Saturday, September 30, 2006

Can/Xasthur

If one could imagine a Black Metal version of Can's 'Future Days', inverting that album's sunny optimism into dire despair, one would hear something like Xasthur's 'Subliminal Genocide': almost as psychedelic, almost as cyclical, almost as hypnotic. Still, one hopes that Xasthur's further albums will become as diverse as Can's discography, instead of more duplicates of the previous albums. Next time, can we have some ethnological forgeries from a truly black continent, some Striborg meets Stockhausen?

Recent Acquisitions


















Stockhausen - Aus den sieben Tagen (Ensemble Musique Vivante, dir. Diego Masson);
Luke Vibert - Yoseph;
Xasthur - Subliminal Genocide;
Jah Stitch - Original Ragga Muffin (1975-77);
John Coltrane - Giant Steps;
Coil - ... and the ambulance died in his arms.

Current reading: The Buddenbrooks by Thomas Mann.

Thursday, September 21, 2006

Demons III


Today I received Xasthur 'Subliminal Genocide' in the mail, together with two t-shirts ... Because I was at work, the postman delivered the package to my strange old neighbour, who handed it to me with a strange smile ... Little dog barking in the background ... I'm listening to the cd for the second time now ... It's too soon to post a review, the scale of the music seems to be too large for my little brain ... Malefic is Kirillov, a prophet of suicide, half real, half fiction, and I'm no Dostoevsky ... Dostoevsky's brain could create, encompass Kirillov and Stavrogin and the rest, but - tired as I am - can mine encompass Xasthur? And if my brain can't encompass him, can Xasthur uncreate me? It is exactly this struggle between an author and the characters he creates one senses in 'Demons' - a struggle like Jacob with the angel - which makes it one of the most haunted, haunting books I've read.

Sunday, September 17, 2006

Demons II


Also, check out this highly interesting essay by Joyce Carol Oats on Dostoevsky's 'Demons', in which she describes the book's plot as a tragic rite of exorcism - a line of thought that certainly merits further consideration. Sadly, Oats mainly uses René Girard's analysis of ritual, which I find anthropologically poorly informed (I hated his 'La violence et le Sacré', a book which goes out of it's way to make the facts fit the theory, using a methodology which had been discredited in anthropology 40 years earlier). If I have the time, i'll try to develop a Maussian theory of 'Demons' as a rite of exorcims. Sadly, I'm working too much at the moment, so probably I won't have the time.

Demons


I've been reading Dostoevsky's 'Demons', after the book or it's protagonist Stavrogin was namechecked both in Thomas Mann's 'Der Zauberberg' and some book by Georges Bataille (I forget which). In short, the book was about members of a nihilist terrorist cell of killing one of their number, cynically manipulated into murder by their leader who wants to use it to strengthen the bonds between the cell members. It was based on the actual murder of one Ivan Ivanov on november 21st, 1869. It is a particularly dark book.

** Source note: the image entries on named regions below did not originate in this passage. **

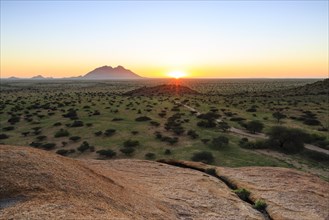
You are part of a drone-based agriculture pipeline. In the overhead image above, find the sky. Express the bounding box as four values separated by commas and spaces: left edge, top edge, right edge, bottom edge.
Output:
1, 0, 329, 78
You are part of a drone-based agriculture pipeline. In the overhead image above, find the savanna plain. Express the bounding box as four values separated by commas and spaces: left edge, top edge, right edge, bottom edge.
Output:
0, 79, 329, 181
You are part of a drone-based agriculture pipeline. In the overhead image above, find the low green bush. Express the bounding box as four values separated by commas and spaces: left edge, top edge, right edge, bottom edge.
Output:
233, 188, 250, 201
191, 151, 215, 164
253, 199, 267, 211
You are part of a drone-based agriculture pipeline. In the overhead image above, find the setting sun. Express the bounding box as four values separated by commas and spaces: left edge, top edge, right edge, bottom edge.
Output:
168, 71, 187, 79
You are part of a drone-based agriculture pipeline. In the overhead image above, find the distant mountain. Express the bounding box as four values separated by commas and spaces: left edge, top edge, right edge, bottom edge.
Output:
82, 66, 142, 79
285, 78, 329, 95
31, 75, 53, 79
125, 85, 200, 96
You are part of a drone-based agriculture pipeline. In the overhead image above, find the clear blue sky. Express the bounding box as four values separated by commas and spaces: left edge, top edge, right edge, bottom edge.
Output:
1, 1, 329, 77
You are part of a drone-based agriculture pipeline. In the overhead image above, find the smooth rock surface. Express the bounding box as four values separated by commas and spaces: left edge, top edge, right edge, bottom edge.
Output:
0, 146, 263, 219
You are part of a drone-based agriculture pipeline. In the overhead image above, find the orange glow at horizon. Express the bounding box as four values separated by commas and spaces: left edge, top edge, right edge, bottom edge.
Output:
167, 71, 187, 79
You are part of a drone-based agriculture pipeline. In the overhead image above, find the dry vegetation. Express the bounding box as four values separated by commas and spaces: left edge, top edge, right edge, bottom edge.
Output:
0, 79, 329, 179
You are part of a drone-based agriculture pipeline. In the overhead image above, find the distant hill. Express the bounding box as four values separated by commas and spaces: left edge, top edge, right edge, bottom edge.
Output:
125, 85, 199, 96
82, 66, 142, 79
287, 78, 329, 95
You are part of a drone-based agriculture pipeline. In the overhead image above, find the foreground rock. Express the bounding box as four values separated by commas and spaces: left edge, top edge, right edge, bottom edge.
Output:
0, 146, 329, 219
161, 160, 329, 220
0, 146, 263, 219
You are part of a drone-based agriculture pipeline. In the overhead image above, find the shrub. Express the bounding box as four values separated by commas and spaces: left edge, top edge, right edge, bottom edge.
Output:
272, 112, 287, 123
211, 136, 229, 149
94, 131, 103, 136
131, 131, 139, 135
120, 147, 135, 156
303, 118, 321, 126
218, 121, 230, 132
70, 121, 83, 127
197, 120, 216, 128
2, 126, 15, 131
54, 128, 70, 138
201, 138, 210, 144
302, 149, 329, 164
150, 121, 160, 127
233, 188, 250, 201
268, 126, 307, 153
253, 199, 267, 211
104, 129, 116, 137
56, 149, 69, 156
135, 116, 152, 121
112, 118, 123, 121
123, 140, 139, 148
8, 116, 20, 125
41, 143, 56, 150
0, 134, 9, 139
246, 121, 264, 134
187, 130, 199, 139
191, 151, 214, 164
69, 136, 81, 141
145, 153, 155, 160
37, 135, 47, 141
165, 149, 171, 155
53, 122, 62, 126
230, 117, 246, 122
96, 149, 117, 158
205, 168, 217, 176
77, 141, 90, 153
30, 141, 42, 147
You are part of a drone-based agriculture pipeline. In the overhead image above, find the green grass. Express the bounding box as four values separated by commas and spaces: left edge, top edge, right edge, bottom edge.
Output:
0, 78, 326, 174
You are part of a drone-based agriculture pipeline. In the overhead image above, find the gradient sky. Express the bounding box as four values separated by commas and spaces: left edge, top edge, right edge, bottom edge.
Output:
1, 0, 329, 78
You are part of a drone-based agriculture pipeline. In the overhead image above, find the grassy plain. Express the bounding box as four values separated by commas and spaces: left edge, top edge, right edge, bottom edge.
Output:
0, 79, 329, 178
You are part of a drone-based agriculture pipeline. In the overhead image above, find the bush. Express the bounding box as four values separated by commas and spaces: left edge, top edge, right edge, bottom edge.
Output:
120, 147, 135, 156
131, 131, 139, 135
205, 168, 217, 176
77, 141, 90, 153
54, 128, 70, 138
165, 149, 171, 155
56, 149, 69, 156
302, 149, 329, 164
30, 141, 42, 148
233, 188, 250, 201
187, 130, 199, 139
253, 199, 267, 211
53, 122, 62, 127
0, 134, 9, 139
70, 121, 83, 127
8, 116, 20, 125
37, 135, 47, 141
123, 140, 139, 148
303, 118, 321, 126
135, 116, 152, 121
218, 121, 230, 132
239, 138, 269, 149
2, 126, 15, 131
96, 149, 117, 158
94, 131, 103, 136
69, 136, 81, 141
197, 120, 216, 128
112, 118, 123, 121
104, 129, 116, 137
268, 126, 307, 154
246, 121, 264, 134
41, 143, 56, 150
150, 121, 160, 127
145, 153, 155, 160
191, 151, 214, 164
211, 136, 229, 150
272, 112, 287, 123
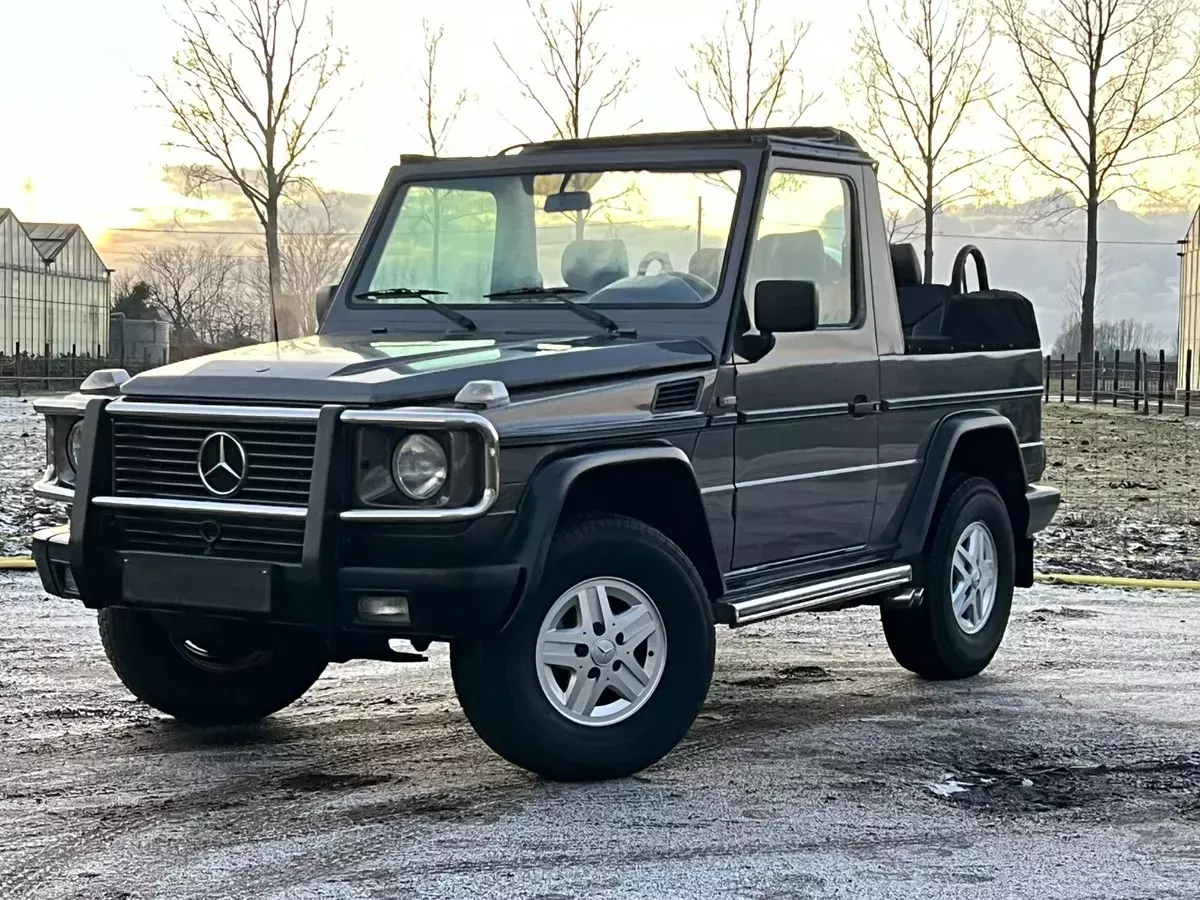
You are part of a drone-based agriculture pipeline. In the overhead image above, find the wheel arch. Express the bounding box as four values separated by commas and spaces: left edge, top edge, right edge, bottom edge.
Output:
896, 409, 1033, 587
502, 443, 725, 619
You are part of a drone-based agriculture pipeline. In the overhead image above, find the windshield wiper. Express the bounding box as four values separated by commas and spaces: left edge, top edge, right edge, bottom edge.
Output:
484, 287, 620, 335
354, 288, 479, 331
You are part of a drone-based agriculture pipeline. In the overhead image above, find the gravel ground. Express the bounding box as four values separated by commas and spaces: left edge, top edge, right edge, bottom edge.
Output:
1037, 403, 1200, 581
0, 574, 1200, 900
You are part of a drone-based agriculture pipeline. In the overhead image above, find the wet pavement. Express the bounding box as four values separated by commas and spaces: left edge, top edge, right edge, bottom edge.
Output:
0, 575, 1200, 900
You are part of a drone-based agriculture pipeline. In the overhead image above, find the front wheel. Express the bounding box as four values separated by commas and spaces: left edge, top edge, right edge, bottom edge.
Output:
882, 478, 1015, 680
450, 515, 715, 781
100, 607, 329, 725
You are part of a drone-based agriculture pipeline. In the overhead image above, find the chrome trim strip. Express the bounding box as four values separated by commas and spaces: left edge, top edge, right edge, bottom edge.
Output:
107, 397, 320, 422
730, 565, 912, 628
32, 479, 74, 503
342, 407, 499, 444
338, 407, 500, 522
740, 403, 850, 425
92, 497, 308, 520
734, 460, 920, 488
883, 385, 1043, 412
32, 394, 91, 415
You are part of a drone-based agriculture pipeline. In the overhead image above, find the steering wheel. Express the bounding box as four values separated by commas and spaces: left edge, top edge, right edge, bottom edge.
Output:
637, 250, 674, 275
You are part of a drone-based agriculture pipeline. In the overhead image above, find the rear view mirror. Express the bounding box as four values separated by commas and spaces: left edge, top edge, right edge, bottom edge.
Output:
316, 284, 337, 328
754, 281, 817, 335
542, 191, 592, 212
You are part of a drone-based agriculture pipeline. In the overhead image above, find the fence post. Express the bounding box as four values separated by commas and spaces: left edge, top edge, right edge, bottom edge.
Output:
1133, 350, 1141, 413
1158, 348, 1166, 415
1112, 350, 1121, 409
1183, 347, 1192, 419
1141, 353, 1150, 415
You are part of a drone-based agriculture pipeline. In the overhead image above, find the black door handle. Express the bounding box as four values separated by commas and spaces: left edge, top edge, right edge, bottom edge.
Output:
850, 394, 880, 419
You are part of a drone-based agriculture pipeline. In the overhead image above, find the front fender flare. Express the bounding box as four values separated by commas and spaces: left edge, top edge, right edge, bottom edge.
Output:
498, 444, 716, 618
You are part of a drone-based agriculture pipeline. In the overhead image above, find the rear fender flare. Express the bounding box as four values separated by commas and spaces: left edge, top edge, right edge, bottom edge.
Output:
896, 409, 1024, 559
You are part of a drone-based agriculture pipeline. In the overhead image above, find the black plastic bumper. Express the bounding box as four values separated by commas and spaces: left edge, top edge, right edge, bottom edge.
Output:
34, 526, 524, 640
1025, 485, 1062, 538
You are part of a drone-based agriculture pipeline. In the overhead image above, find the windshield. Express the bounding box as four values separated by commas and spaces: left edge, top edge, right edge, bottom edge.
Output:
354, 169, 740, 306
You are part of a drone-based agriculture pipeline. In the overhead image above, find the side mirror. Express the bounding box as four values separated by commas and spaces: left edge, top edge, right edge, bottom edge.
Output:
542, 191, 592, 212
316, 284, 337, 328
754, 281, 817, 335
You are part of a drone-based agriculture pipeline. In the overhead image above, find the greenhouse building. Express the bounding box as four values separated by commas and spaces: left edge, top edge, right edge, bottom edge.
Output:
0, 208, 109, 356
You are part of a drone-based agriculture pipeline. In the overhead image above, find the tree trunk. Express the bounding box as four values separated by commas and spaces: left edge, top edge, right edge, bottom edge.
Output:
1079, 194, 1100, 384
264, 198, 285, 341
924, 200, 934, 284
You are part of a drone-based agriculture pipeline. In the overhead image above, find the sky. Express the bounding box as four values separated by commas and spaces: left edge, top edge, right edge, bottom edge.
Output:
0, 0, 1187, 345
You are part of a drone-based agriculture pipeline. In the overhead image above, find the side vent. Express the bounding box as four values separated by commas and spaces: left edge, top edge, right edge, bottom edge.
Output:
650, 378, 704, 413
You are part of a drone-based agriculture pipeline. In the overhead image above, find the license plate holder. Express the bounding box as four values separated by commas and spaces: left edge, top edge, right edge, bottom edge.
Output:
121, 553, 274, 613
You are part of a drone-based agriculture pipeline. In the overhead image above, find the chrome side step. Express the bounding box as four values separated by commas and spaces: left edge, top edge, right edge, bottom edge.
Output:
725, 565, 912, 628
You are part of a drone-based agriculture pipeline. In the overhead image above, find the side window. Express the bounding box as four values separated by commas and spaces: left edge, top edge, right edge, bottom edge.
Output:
371, 185, 496, 304
745, 170, 858, 328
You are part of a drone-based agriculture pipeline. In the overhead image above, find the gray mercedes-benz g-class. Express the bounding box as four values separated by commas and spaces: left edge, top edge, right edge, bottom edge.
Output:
34, 128, 1058, 779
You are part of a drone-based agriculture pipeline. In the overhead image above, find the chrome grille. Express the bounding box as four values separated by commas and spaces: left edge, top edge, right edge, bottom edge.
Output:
112, 510, 304, 563
113, 416, 317, 506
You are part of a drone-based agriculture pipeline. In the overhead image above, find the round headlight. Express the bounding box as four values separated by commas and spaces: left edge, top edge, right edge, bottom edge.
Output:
391, 434, 448, 500
67, 419, 83, 472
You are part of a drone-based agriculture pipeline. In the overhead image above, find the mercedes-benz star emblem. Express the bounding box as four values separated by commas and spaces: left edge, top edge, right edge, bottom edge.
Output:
196, 431, 246, 497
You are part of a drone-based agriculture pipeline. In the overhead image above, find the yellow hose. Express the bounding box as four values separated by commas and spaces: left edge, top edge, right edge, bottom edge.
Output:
1033, 572, 1200, 590
0, 557, 1200, 590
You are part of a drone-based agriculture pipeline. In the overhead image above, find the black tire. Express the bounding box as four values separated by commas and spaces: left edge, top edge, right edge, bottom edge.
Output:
100, 608, 329, 725
450, 515, 716, 781
882, 476, 1015, 680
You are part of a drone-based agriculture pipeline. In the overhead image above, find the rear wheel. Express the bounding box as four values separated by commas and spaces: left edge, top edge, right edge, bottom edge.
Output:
882, 478, 1015, 679
100, 607, 329, 725
450, 515, 715, 781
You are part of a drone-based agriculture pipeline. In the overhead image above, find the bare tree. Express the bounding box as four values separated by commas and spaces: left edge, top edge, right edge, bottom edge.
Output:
419, 19, 467, 156
1062, 253, 1108, 322
496, 0, 637, 142
150, 0, 344, 340
243, 194, 358, 336
679, 0, 821, 136
1051, 314, 1170, 357
496, 0, 638, 240
994, 0, 1200, 372
134, 244, 241, 346
847, 0, 991, 284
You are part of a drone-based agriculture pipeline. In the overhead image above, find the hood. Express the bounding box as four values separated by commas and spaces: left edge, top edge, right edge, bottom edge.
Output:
114, 335, 714, 406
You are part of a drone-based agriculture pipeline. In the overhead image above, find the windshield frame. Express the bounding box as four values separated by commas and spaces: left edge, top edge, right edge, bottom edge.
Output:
334, 144, 748, 318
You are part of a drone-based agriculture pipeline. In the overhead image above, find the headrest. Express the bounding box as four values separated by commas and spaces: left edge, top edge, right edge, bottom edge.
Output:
888, 244, 922, 288
563, 240, 629, 294
751, 232, 828, 282
688, 247, 725, 288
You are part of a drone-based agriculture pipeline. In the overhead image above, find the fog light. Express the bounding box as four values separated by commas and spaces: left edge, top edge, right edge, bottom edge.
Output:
359, 596, 409, 624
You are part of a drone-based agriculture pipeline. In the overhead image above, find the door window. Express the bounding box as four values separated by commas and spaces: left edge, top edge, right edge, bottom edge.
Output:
744, 170, 859, 328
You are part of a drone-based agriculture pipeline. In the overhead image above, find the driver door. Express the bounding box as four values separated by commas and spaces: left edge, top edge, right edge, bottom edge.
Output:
733, 160, 880, 569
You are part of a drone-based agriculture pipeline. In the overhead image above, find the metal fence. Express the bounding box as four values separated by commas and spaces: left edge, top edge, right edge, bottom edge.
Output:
1045, 349, 1200, 415
0, 344, 168, 396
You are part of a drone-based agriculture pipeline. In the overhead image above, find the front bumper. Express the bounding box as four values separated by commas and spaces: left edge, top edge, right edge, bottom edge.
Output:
1025, 485, 1062, 538
34, 526, 524, 640
34, 398, 526, 640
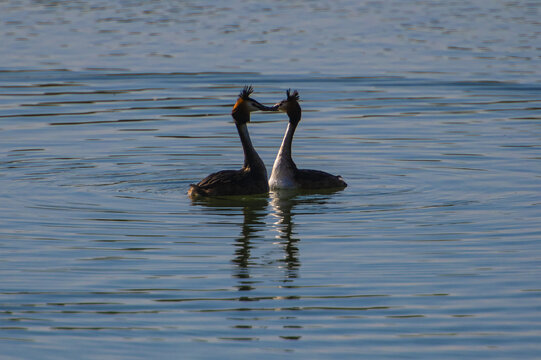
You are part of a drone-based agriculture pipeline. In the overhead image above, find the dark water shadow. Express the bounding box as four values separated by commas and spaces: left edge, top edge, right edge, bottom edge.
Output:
192, 195, 269, 291
188, 189, 342, 291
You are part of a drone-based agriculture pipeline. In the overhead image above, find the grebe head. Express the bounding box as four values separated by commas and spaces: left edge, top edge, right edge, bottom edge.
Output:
272, 89, 302, 124
231, 86, 274, 124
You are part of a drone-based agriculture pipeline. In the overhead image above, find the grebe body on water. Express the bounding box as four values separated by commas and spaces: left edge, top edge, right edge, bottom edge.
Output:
269, 90, 347, 190
188, 86, 274, 198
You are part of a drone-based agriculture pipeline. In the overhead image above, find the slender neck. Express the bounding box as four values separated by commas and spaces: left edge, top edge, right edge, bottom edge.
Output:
235, 123, 265, 169
278, 122, 297, 161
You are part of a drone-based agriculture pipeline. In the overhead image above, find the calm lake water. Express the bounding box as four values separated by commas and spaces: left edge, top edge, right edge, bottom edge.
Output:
0, 0, 541, 359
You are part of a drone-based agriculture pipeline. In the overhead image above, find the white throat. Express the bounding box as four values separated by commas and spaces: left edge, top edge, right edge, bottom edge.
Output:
269, 123, 297, 190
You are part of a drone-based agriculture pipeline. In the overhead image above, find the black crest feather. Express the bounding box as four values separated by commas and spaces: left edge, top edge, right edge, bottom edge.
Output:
286, 89, 299, 101
239, 85, 254, 100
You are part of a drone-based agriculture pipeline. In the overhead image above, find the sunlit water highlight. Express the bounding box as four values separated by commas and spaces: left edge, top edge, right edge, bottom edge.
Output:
0, 1, 541, 359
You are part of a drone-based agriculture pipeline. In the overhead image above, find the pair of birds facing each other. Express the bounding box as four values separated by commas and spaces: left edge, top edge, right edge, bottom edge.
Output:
188, 86, 347, 198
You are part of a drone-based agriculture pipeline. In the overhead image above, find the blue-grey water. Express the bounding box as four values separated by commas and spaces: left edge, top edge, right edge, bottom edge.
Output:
0, 0, 541, 359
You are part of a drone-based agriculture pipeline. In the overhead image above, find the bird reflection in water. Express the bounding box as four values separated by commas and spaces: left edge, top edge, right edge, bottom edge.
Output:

Reading the book, it surprised me how much the language of nihilism has remained unchanged since the book was published in 1871. Some parts of monologues of one character in particular, the suicide Kirillov, could come straight from the mouth of, lets say, Xasthur's Malefic or Leviathan's Wrest (check these interviews with Wrest for instance, by following the link at the bottom). I wonder if any of them read the book.

The grisly visit of the provincial avant garde to sightsee the scene of a suicide, reminded me of the well-known story of the photographs Mayhem's Euronymous took of the corpse of his bandmate Dead, who had shot himself with a shotgun. I think this particular tragedy could form the basis for a modern-day 'Demons', were we not lacking a Dostoevsky. Little seems to have changed the last 135 years.